Fixed rates have ticked downwards in recent weeks

What will plummeting bond yields mean for the spring mortgage market?

The decline of bond yields may mean that mortgage rates will be lower by spring, according to experts.

The Financial Post reported that the benchmark five-year bond yield decreased from 3.5% to 3.44% on Dec 5 before eventually falling to 3.4% after one day. That put five-year yields down by more than 100 basis points from the 4.42% seen last October.

Notably, the decline went on even as the central bank has kept the overnight rate at 5% while still not fully closing the door on the possibility of another rate hike.

James Orlando, a senior economist at TD Economics, said in a research note that the BoC was left with the task of aligning its interest rate policy to adhere to the current conditions of the economy as bond yields fall.

“The next few months are going to be challenging given our expectation that the unemployment rate will continue to rise, which will hit consumer spending and bring inflation down along with it,” said Orlando.

“Markets don’t think the bank will be able to get too comfortable. The next move is clearly a cut, with odds pointing to the first move in April,” he added.

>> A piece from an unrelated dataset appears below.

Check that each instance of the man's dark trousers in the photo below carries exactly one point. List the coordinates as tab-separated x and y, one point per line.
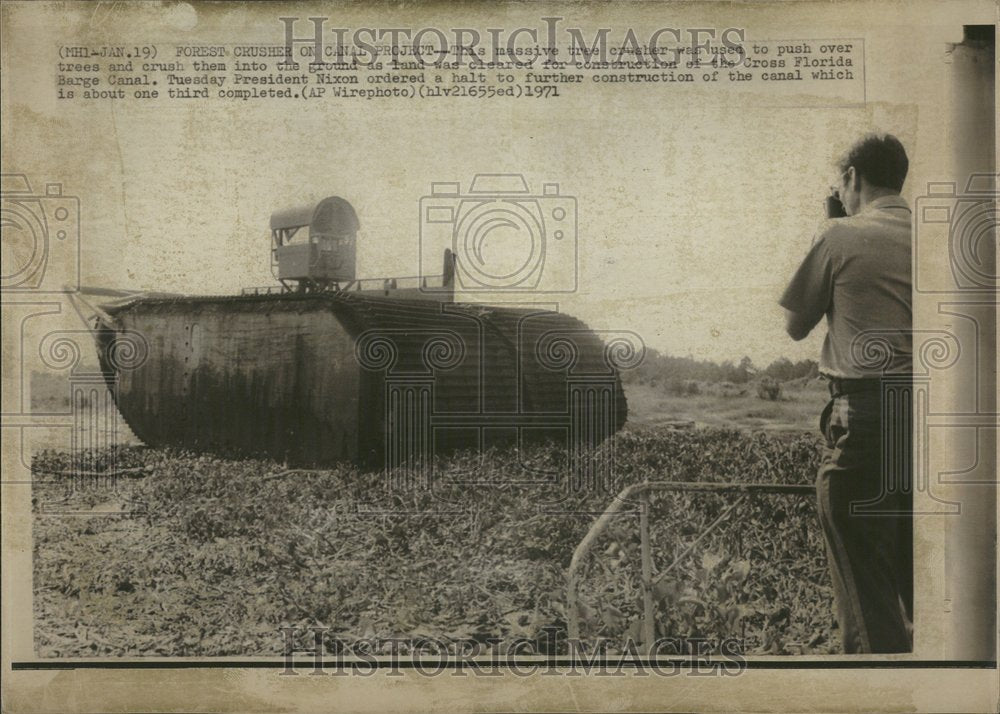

The mortgage industry is anticipating that interest rates will be easing soon since fixed mortgage rates typically adjusted whenever there are changes in bond yields. Robert McLister, a mortgage strategist, told the Financial Post that investors were reading the signs that pointed towards a weakening economy and were anticipating the inevitable.

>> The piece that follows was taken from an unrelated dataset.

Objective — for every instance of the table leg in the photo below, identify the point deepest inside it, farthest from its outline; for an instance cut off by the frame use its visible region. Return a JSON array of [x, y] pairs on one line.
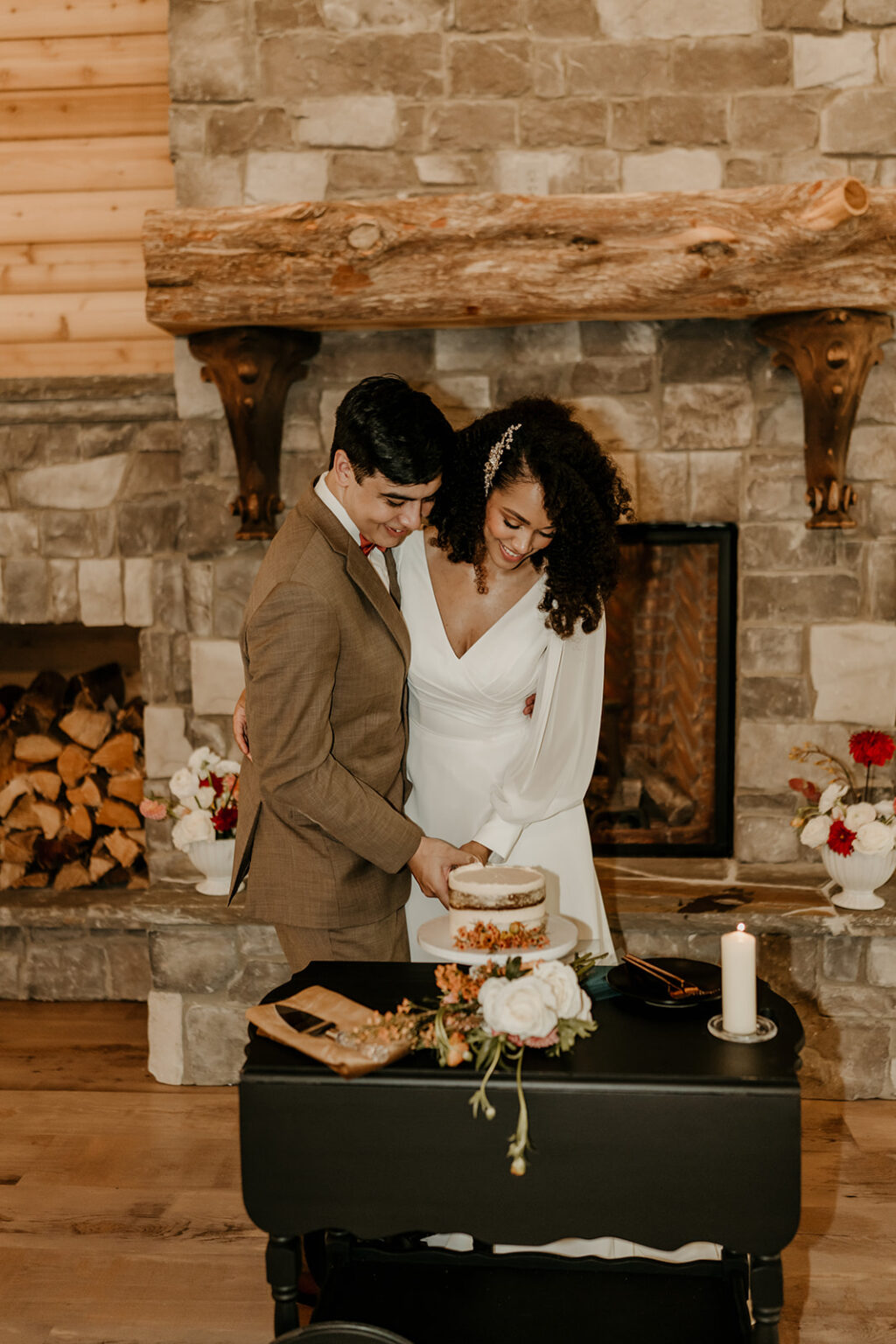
[[767, 1296], [283, 1264]]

“Investors see the economy crumbling and know what happens next: rate cuts,” said McLister.

“Plunging yields are taking fixed mortgage rates back below six per cent for uninsured mortgages and below five per cent on insured rates. If inflation behaves, we could see rates in the low 4% range by spring,” he added.

However, McLister warned about building expectations on interest rates to mirror the decline in yields and said that borrowers should hope for rate cuts but still prepare for the possibility that they may not ease until 2025.

“Rate cut expectations may be jet fuel for home prices this spring, given prices are already showing hints of a bottom. Unfortunately, a resurgent real estate market could also be inflationary and limit how far rates might fall,” he explained.

“A massive amount of scheduled mortgage maturities are expected within the next two to three years which has gotten the attention of the Federal Government. As a result, the bond market now expects rates to decline over the next few years,” said Alex Leduc, chief executive of Perch, a digital mortgage advisory.

Ron Butler of Butler Mortgage, told the Post that he expected lending rates to lag the decline in bond yields because of the seasonality element in the function of interest rates, noting that banks usually offered competitive rates in February and March to attract first-time homebuyers.

“This means they don’t usually provide their best rates in the colder months of December and January. They like to make a little more profit before they have to start fighting for the spring market,” he said.

The next interest rate announcement by the central bank is slated for January 24, 2024.